You can’t just try harder to fix a structural limit. The tax will be paid anyway. If you try to grind it out, the limit just shows up as shallow code reviews or experiencing cognitive surrender where you just accept the agent’s code because forming your own opinion costs attention you don’t have anymore. You either pay the tax deliberately or you let it quietly destroy your understanding of your own system.

Architect your attention

So you have to treat your attention as the scarce serial resource it is. You wouldn’t design a distributed system without thinking hard about the bottleneck. Give your brain the same respect.

Some things that actually held up for me:

Scale fleet to review rate, not the UI. A good concurrent system uses backpressure so the queue doesn’t grow infinitely. The producer slows down to match the consumer. Your agent count is the producer and your review rate is the consumer. The right number of paralell agents is how many you can actually code review properly. For most of us this is a low single digit. The AI tool will happily let you spawn 20 but that is just a UI feature.

Sort the work. I mentioned this to Richard when he asked how I navigate it. I keep two piles of tasks. One is isolated work that I’m happy to delegate to background agents running in the Cloud. These can run async and often just need me at the final gate. The other pile is complex tasks where the judgement is the work. Like a weird bug or architecture design. The big mistake is trying to paralellize the second pile. Doing multiple complex tasks doesn’t scale your output. It just thrashes the lock and everything comes out worse.

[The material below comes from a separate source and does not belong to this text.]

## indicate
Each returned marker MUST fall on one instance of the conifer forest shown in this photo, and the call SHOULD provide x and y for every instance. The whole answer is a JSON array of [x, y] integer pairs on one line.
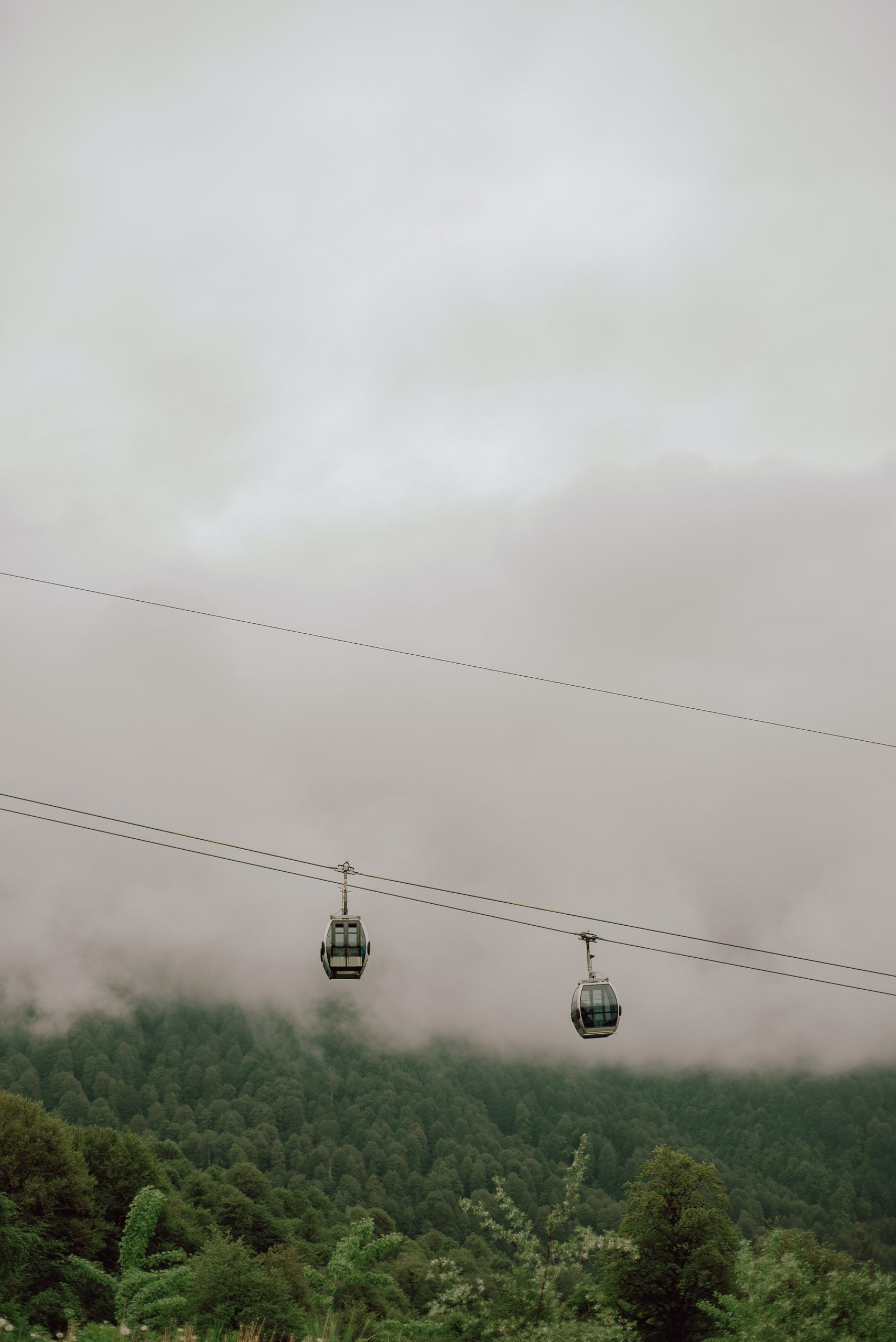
[[212, 1170]]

Batch your reviews. Context switching cost you heavily everytime you do it. Reviewing 4 agents at the same time in one sitting is much cheaper than checking one, leaving to do something else and returning cold. Give agents a long leash. Let the work pile up a bit and process the batch.

Only spend the lock on judgement. Dont waste your brain on things the machine can verify itself. Make the agent write a passing test or generate a screenshot. They can prove the boring 80% themselves so you only spend your scarce attention on the 20% that genuinely needs a human.

Protect your serial time. The bottleneck needs your best hours, not the leftover minutes between agent check-ins. Sometimes the highest leverage move is to stop orchestrating entirely, close the laptop full of agents and just think hard about one single problem with the lock held the whole time. Orchestrating is not the real work. Its the overhead around the work.

Aja pointed out that architecture is the urgent skill now. Knowing what belongs inside one agent and what is too much for it. I would add that you are a component in that system. Your attention has a known, low serial throughput. The system either respects that number or it routes around it by secretly lowering your standards.

Busy vs Productive

This is really important because the failure mode is invisible to you. Twenty running agents gives you this feeling of massive productivity. The dashboard is full and everything moves. But that feeling is decoupled from actually shipping good code to main. You can be maximally busy and barely produce anything. From the inside it feels identical.

Ciera pointed out Margaret-Anne Storey’s work on debt. We talked about technical debt and cognitive debt. The orchestration tax left unpaid is how you accumulate both at once. You merge stuff you didn’t read well. Your mental model of the codebase goes completely stale. None of this shows up on the dashboard today. It shows up when production breaks and you look at the system and realize you have no idea how it works anymore.

So this is the actual takeaway. Spawning agents is not the skill. Anyone can run 20. The real skill is designing the system around the one serial resource that cannot be cloned or paralellized. That resource is your attention. Architect it the way you architect anything else you depend on in production.